I DO know however, that there is NO discipline whatsoever at their dad's. They do whatever they want, get whatever they want, and as far as a manly father figure well I'll leave that up to him. My opinion- spoiling them doesn't build them into productive adults. But that is his prerogative. So I have to do what I can to make them into humble, caring, loving, appreciative people.

Anyway I got a little side tracked there. Kirby and I got a little too frustrated with this unreasonable behavior. Gavin does act too wimpy sometimes. He acts like he’s going to cry every time he wants to ask me a question and sometimes when he does get the courage to ask Kirby a question (like with homework) you do see a tear escape. So I’m not sure why he is so frightened and shy. I don’t know what brought on this childish whaling to the eldest child of the house.

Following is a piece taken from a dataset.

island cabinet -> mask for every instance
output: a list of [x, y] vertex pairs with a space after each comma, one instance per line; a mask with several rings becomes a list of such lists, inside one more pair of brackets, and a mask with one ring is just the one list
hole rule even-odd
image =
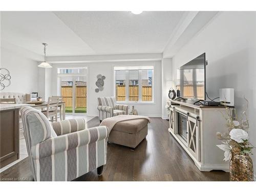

My first thought was if you’re going to act like a baby then I’ll treat you like one. Then I thought well if you’re going to cry then I’ll give you something to cry about, but I knew that neither of those would work. Gavin has this knack of telling the other parent “how horrible” things are here and then I get text’s and worried e-mails because he blew something out of proportion- so I have to take into consideration that… Not that I care much about the ex’s opinion when I know he can’t handle anything I do- but it is annoying to have your parenting skills constantly 2nd guessed when you’re only getting half of the story- and half of that half for that matter.

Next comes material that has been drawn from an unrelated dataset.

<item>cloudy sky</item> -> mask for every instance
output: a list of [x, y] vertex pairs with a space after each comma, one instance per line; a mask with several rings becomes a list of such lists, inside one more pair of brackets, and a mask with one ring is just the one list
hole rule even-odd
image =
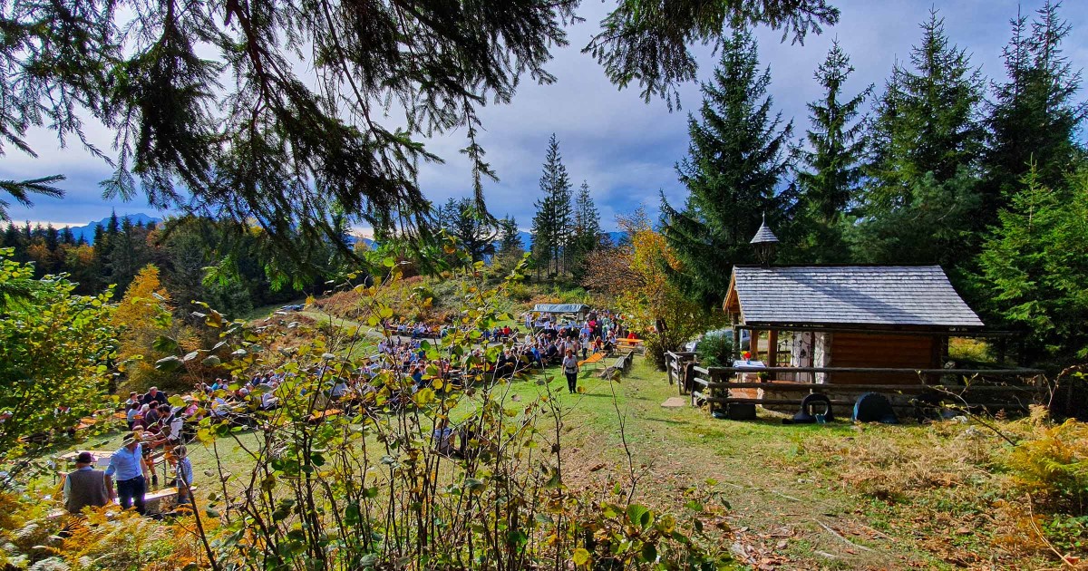
[[[757, 30], [761, 61], [770, 66], [770, 92], [787, 120], [794, 120], [800, 138], [807, 126], [805, 103], [819, 96], [813, 71], [823, 61], [834, 37], [851, 55], [856, 72], [848, 91], [868, 84], [882, 86], [897, 59], [906, 59], [918, 41], [918, 24], [936, 7], [945, 20], [952, 41], [972, 53], [972, 62], [988, 78], [1003, 78], [1001, 48], [1009, 38], [1009, 20], [1021, 7], [1034, 13], [1042, 0], [836, 0], [842, 11], [838, 26], [820, 36], [809, 36], [804, 46], [780, 42], [780, 34]], [[597, 29], [597, 22], [613, 2], [585, 0], [580, 15], [585, 22], [569, 29], [570, 46], [554, 51], [549, 71], [558, 80], [548, 86], [524, 84], [512, 104], [489, 107], [481, 117], [485, 132], [481, 142], [487, 160], [497, 171], [499, 183], [487, 183], [489, 208], [498, 215], [517, 218], [528, 227], [533, 201], [540, 195], [541, 163], [552, 133], [559, 138], [560, 151], [576, 186], [584, 179], [601, 210], [606, 229], [615, 227], [617, 213], [630, 212], [645, 203], [657, 212], [658, 191], [681, 201], [684, 188], [677, 182], [673, 165], [688, 149], [687, 117], [700, 103], [697, 85], [681, 89], [684, 109], [670, 113], [659, 100], [644, 102], [635, 89], [618, 90], [601, 67], [581, 48]], [[1073, 26], [1065, 52], [1075, 69], [1088, 65], [1088, 2], [1066, 0], [1063, 16]], [[716, 58], [700, 53], [700, 77], [709, 77]], [[1084, 97], [1084, 95], [1081, 95]], [[88, 125], [100, 148], [109, 148], [112, 134]], [[431, 139], [429, 147], [446, 159], [445, 164], [423, 165], [420, 183], [434, 201], [469, 194], [468, 163], [457, 152], [465, 146], [463, 133]], [[119, 213], [158, 214], [137, 199], [132, 202], [104, 201], [98, 182], [109, 175], [109, 166], [78, 146], [59, 148], [45, 131], [32, 134], [39, 157], [33, 159], [11, 148], [0, 158], [0, 179], [32, 178], [60, 173], [67, 176], [63, 199], [35, 199], [34, 208], [14, 204], [12, 219], [52, 222], [55, 225], [86, 224], [116, 209]], [[160, 214], [161, 215], [161, 214]]]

So I told Gavin to go to his room while Kirby and I talked. Kirby was really quite upset by Gavin’s outburst. Gavin was acting like an animal (I know it’s redundant I keep saying that, but I don’t know how else to describe the behavior) . It was as if he were a stranger and we were beating him- when all we tried to do was talk to him about a rule he didn’t like on a game.

With him being the oldest child he gets some extra privileges (like staying up late) and he should also be allowed other privileges, like helping adjust “dumb” rules to games. If we know what they are. Most of the times we have implemented rules it is for the benefit of the younger kids- not necessarily to make things harder or more difficult for him. We aren’t mean and out to get him.

So we calmly went into his room and had a nice long talk with him. Kirby explained to Gavin that he gets to do stuff with him he can’t with Josh. He isn’t going to take his dad’s place and he doesn’t want to, but he does want to be a good step dad. I took my turn explaining that he doesn’t have to be scared to talk to us. We aren’t going to laugh, make fun, or go tell his sister stuff he wants to tell us. We told him he can tell us anything. I’m his mom, I know lots of stuff and if he doesn’t want to talk to me because I’m a girl he can talk to his dad, Kirby, or even Sara (his dad’s girlfriend). I don’t want him to feel alone and scared to talk to us or other grown ups.

We told him it isn’t good to keep things bottled inside you. If you have problems you need to face them. Even if they are silly and you’re working on your homework and you forget what 1+1 is you shouldn’t be scared to ask. We are grown ups and we are here to help. We will never laugh or get in trouble if he needs help.

He confessed a great fear he’s had for a while and we talked about it (no I’m not telling you, sorry). Apparently some kids at school and the Y are talking about this certain thing and it has gotten him super freaked out. It wasn’t the rule to the drawing game he didn’t like, but it was a good start.

And he suddenly became super chatty the rest of the night talking about all these other things going on at school, his friends, and lots of stuff.

Lesson: Patience does pay off, and sometimes a different, positive approach. Perhaps I should follow my own advice? Sometimes the parent can learn a lot through thier children, such as not to bottle things inside. It was a good lesson for all. I just need to make sure I am more open to him and provide him more opportunities on "his turf" to talk to me. Let him be in control, instead of me demanding the information.